Redistribution of Trace Elements from Contaminated Sediments of Lake Coeur d'Alene during Oxygenation

Abstract

Sediments of Coeur d'Alene Lake in northern Idaho are contaminated with heavy metals as a result of mining in the Coeur d'Alene River basin. Dredging and disposal operations have been suggested as a possible means of environmental remediation; thus, detailed knowledge is required as to how sediment oxygenation can result in the redistribution of trace elements. To simulate changing physicochemical soil conditions, stirred batch experiments were conducted using fresh sediment core material retrieved from the lake. Fifty grams of sediment were added to 750 mL of double deionized water and mixed while being oxygenated for 260 h. The following parameters were monitored as a function of time: pH and E h , contaminant trace‐element release into the aqueous phase, and metal abundance within operationally defined fractions of the solid phase: magnesium chloride (exchangeable), sodium hypochlorite (organic), sodium acetate‐acetic acid (carbonate), ammonium oxalate in the dark (non‐crystalline), hydroxylamine hydrochloride (crystalline), and potassium perchlorate‐hydrochloric‐nitric acid (sulfidic) extractable sediment fractions. In all trials, levels of aqueous‐phase Zn remained high throughout the simulations (6.60 mg L −1 ) and were highly correlated (sigma value = 0.95) with Mn.
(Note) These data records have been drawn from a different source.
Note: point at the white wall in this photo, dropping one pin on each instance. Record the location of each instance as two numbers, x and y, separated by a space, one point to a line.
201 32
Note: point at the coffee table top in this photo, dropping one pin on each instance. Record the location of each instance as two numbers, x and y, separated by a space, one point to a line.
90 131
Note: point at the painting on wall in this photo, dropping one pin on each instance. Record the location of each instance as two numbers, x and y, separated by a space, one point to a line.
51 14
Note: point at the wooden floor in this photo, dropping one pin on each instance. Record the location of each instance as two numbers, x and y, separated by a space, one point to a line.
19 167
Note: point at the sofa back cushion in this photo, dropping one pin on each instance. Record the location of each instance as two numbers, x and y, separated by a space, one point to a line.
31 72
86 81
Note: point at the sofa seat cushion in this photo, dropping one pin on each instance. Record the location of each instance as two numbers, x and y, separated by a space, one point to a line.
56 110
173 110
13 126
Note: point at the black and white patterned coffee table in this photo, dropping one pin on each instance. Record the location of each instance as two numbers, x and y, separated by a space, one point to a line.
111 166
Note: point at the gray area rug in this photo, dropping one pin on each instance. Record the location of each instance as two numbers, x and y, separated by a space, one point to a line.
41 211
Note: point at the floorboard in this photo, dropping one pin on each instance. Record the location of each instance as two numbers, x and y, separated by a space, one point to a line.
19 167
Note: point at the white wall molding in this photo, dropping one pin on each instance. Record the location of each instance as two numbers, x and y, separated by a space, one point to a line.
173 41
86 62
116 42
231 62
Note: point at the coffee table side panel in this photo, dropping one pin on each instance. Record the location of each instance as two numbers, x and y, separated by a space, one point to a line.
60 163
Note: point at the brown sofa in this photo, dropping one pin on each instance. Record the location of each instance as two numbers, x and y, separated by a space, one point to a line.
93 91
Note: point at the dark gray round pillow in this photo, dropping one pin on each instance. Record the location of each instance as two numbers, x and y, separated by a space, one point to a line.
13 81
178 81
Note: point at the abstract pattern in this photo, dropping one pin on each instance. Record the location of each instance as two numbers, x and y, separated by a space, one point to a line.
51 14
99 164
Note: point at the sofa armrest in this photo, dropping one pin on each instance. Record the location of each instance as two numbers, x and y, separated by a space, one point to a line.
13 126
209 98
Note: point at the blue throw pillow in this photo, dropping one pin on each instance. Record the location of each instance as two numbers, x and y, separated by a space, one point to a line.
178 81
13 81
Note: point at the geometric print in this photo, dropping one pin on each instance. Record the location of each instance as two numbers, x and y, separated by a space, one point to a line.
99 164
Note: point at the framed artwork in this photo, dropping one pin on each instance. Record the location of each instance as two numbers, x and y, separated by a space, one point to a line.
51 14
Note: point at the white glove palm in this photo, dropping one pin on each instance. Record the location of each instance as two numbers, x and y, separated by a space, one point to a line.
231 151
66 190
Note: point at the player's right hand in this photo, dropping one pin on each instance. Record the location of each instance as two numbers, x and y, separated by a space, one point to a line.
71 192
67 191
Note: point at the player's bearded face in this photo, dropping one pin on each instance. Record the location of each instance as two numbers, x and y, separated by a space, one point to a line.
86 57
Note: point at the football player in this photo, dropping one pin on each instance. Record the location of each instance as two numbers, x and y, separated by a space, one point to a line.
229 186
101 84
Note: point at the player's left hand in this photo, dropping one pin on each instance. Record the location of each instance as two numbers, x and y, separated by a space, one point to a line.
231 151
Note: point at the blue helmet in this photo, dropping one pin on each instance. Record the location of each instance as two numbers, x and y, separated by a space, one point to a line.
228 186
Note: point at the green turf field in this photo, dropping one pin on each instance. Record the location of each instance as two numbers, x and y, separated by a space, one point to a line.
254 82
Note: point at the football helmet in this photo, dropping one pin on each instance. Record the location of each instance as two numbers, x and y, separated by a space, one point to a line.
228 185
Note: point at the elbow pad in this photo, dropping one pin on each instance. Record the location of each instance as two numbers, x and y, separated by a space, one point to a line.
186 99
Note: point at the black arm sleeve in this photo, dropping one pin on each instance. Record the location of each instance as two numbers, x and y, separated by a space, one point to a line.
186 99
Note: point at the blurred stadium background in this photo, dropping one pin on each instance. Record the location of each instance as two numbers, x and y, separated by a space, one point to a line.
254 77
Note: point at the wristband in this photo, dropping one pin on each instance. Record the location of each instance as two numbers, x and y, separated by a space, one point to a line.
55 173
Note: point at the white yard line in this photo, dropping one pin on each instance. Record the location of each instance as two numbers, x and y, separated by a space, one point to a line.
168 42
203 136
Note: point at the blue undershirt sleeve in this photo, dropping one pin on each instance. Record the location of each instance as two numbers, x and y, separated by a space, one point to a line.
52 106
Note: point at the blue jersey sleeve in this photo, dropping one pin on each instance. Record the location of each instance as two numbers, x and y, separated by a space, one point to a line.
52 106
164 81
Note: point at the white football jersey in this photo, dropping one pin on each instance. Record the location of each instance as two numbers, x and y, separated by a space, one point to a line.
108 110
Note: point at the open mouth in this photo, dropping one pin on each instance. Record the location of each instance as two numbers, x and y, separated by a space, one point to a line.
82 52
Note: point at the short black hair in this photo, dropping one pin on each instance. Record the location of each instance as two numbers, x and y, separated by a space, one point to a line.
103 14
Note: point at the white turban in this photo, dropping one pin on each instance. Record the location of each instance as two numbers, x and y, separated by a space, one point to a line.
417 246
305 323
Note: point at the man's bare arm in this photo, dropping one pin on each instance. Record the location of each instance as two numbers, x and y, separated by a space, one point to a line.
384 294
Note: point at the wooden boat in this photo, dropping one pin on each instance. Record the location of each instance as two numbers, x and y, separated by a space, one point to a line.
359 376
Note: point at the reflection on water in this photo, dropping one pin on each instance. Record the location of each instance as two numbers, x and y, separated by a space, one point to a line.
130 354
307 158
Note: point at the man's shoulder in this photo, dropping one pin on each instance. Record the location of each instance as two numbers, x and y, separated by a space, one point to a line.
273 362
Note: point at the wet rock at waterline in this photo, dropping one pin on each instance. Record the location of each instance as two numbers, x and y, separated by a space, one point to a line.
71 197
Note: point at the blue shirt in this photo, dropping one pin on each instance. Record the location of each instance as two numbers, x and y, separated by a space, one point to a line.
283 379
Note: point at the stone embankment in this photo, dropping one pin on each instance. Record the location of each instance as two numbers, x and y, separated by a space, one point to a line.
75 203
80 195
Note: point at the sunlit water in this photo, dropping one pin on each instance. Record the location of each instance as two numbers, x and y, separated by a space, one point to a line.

Oxygenation and disturbance resulted in a shift in trace element partitioning from the sodium hypochlorite (organic) and potassium perchlorate‐hydrochloric‐nitric acid extractable (sulfidic) fractions into the ammonium oxalate in the dark (noncrystalline) extractable fraction. Overall, these results indicate that oxygenation and agitation of anaerobic sediment results in Zn release into solution with concomitant redistribution of trace elements in the solid‐phase.